When the prostate specific antigen (PSA) blood test became available in the 1990s, it revolutionized the ability to detect prostate cancer. Urologists such as Simon Kimm, M.D., of the Palo Alto Medical Foundation, could finally spot a disease that affected one in seven men at an earlier stage where treatment might be simpler and more effective. Along with the test came new advances in surgery and radiation therapy that let doctors target prostate cancers with increasing precision.
“This lead to a period of widespread and aggressive treatment of prostate cancer,” Dr. Kimm says. “Studies show this approach saved lives, but it also subjected many men to the side-effects of treatment.”

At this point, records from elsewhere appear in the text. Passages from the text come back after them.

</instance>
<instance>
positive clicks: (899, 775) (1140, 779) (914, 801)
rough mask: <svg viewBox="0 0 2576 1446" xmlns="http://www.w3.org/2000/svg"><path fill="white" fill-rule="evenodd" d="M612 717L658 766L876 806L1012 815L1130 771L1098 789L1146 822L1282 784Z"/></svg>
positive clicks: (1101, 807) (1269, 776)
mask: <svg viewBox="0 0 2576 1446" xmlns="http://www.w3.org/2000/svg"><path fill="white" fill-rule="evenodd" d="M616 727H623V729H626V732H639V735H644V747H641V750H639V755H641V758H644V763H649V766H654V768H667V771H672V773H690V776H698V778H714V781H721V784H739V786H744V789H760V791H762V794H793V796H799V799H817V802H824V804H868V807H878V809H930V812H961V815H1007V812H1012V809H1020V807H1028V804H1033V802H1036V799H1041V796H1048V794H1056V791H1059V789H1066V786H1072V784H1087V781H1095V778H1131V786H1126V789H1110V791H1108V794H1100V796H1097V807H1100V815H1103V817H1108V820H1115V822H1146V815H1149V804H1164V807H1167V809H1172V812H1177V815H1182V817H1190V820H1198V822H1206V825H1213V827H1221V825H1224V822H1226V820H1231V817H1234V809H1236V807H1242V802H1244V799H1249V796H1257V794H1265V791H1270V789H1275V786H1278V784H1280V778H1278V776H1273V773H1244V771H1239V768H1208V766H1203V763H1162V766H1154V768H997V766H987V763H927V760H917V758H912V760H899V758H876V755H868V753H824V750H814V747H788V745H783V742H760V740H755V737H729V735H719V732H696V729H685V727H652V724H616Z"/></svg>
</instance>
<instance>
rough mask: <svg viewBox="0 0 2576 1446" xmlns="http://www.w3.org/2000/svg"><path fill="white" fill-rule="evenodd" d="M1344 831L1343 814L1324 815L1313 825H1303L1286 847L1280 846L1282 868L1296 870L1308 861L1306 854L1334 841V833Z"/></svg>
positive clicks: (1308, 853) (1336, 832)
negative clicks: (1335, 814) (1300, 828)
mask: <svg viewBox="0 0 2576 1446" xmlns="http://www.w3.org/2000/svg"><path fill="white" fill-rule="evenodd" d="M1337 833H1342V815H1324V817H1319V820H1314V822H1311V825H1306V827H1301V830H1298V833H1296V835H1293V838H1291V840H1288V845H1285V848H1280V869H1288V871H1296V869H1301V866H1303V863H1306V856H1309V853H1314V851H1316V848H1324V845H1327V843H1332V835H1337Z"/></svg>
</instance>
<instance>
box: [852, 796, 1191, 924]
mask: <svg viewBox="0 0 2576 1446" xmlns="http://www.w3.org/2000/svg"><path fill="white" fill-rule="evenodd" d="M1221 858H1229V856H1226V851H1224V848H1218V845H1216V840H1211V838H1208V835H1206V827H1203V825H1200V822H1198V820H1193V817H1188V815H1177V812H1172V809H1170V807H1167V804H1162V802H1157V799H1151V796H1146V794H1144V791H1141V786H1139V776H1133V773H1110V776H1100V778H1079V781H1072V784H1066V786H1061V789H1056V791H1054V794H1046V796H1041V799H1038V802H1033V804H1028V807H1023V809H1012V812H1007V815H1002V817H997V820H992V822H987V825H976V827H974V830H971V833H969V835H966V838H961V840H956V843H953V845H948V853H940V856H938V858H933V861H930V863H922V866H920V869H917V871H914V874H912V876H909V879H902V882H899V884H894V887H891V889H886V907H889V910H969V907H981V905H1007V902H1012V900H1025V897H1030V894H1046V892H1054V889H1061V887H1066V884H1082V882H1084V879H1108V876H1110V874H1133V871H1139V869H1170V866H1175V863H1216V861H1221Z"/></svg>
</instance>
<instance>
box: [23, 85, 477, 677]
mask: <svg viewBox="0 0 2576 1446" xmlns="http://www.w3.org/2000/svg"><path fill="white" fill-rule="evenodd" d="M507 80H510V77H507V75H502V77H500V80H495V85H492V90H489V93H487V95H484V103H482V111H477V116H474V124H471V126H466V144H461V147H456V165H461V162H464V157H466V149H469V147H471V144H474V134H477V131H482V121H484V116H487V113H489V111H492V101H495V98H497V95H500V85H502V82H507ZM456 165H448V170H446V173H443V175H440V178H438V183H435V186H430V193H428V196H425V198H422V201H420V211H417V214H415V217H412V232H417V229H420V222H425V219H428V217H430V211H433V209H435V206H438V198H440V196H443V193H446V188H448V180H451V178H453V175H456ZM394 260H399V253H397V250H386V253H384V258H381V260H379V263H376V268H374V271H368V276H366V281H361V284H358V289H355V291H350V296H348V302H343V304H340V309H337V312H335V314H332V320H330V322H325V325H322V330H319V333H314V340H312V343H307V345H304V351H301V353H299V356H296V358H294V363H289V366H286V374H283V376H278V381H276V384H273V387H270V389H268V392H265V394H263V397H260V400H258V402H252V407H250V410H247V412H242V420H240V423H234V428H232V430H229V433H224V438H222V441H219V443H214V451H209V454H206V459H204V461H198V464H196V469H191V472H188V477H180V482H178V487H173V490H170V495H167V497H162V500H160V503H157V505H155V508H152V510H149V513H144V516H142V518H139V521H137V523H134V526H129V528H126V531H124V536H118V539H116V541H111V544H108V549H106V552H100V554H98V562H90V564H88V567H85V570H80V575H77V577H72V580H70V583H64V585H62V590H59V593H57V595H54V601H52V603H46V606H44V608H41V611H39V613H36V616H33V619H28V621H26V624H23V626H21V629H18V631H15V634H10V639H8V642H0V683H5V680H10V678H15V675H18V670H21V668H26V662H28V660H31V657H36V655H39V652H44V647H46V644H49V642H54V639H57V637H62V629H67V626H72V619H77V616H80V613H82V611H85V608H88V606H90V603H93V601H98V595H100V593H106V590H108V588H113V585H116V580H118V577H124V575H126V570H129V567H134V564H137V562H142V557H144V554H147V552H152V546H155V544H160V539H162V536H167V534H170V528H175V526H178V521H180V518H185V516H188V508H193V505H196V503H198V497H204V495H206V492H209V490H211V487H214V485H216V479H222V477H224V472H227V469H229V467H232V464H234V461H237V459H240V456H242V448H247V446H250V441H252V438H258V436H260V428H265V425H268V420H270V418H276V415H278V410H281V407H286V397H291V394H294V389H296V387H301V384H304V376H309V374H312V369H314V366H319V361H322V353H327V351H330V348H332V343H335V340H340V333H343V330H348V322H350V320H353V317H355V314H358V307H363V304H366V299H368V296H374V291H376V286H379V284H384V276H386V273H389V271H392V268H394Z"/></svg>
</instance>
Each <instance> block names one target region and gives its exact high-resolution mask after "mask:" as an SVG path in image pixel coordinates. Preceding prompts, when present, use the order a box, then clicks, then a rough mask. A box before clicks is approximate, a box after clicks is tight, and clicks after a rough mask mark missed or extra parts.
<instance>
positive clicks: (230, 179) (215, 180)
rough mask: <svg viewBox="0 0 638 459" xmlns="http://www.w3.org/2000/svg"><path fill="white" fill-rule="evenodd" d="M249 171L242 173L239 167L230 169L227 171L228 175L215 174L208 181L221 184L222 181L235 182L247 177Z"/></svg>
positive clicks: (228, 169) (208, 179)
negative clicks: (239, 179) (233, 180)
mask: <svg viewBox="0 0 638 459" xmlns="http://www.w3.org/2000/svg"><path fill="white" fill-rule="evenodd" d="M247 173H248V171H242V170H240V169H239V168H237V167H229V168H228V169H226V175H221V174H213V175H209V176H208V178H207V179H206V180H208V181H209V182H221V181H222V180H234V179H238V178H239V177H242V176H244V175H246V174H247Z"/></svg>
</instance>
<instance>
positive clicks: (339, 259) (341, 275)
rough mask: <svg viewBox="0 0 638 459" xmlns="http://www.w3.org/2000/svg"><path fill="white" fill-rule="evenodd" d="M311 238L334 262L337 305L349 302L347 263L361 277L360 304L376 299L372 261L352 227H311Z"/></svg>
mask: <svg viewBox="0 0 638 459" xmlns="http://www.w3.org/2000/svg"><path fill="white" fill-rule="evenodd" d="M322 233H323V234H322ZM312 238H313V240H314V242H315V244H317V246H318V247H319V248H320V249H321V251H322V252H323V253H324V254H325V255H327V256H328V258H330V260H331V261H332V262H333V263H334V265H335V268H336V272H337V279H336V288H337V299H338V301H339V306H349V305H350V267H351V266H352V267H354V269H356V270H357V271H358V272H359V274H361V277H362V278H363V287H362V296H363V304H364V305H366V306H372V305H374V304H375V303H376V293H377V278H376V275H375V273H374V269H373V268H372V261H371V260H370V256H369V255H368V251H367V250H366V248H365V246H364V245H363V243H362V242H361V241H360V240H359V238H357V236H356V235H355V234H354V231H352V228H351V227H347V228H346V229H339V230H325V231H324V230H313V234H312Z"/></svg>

After skin cancer, prostate cancer is the most common cancer among men. Although it is a serious disease, it can often be treated successfully. More than 3.1 million men in the United States are prostate cancer survivors, according to the American Cancer Society.
“With a simple blood test to screen for prostate cancer and better methods for removing cancers, the conventional wisdom was that it was safest to assume every prostate cancer detected could be an aggressive, fast growing, deadly cancer and should be treated,” Dr. Kimm explains. “However, as the PSA test came into widespread use, data began to show that aggressive treatment for every prostate cancer might not be best for all men. Over the past ten years, we have learned from studies that a smaller number of prostate cancers behave very aggressively. Some pose more intermediate risk, and many are low risk and unlikely to be life-threatening. We also have learned that PSA alone is not always a good test for discriminating between these types of prostate cancers.”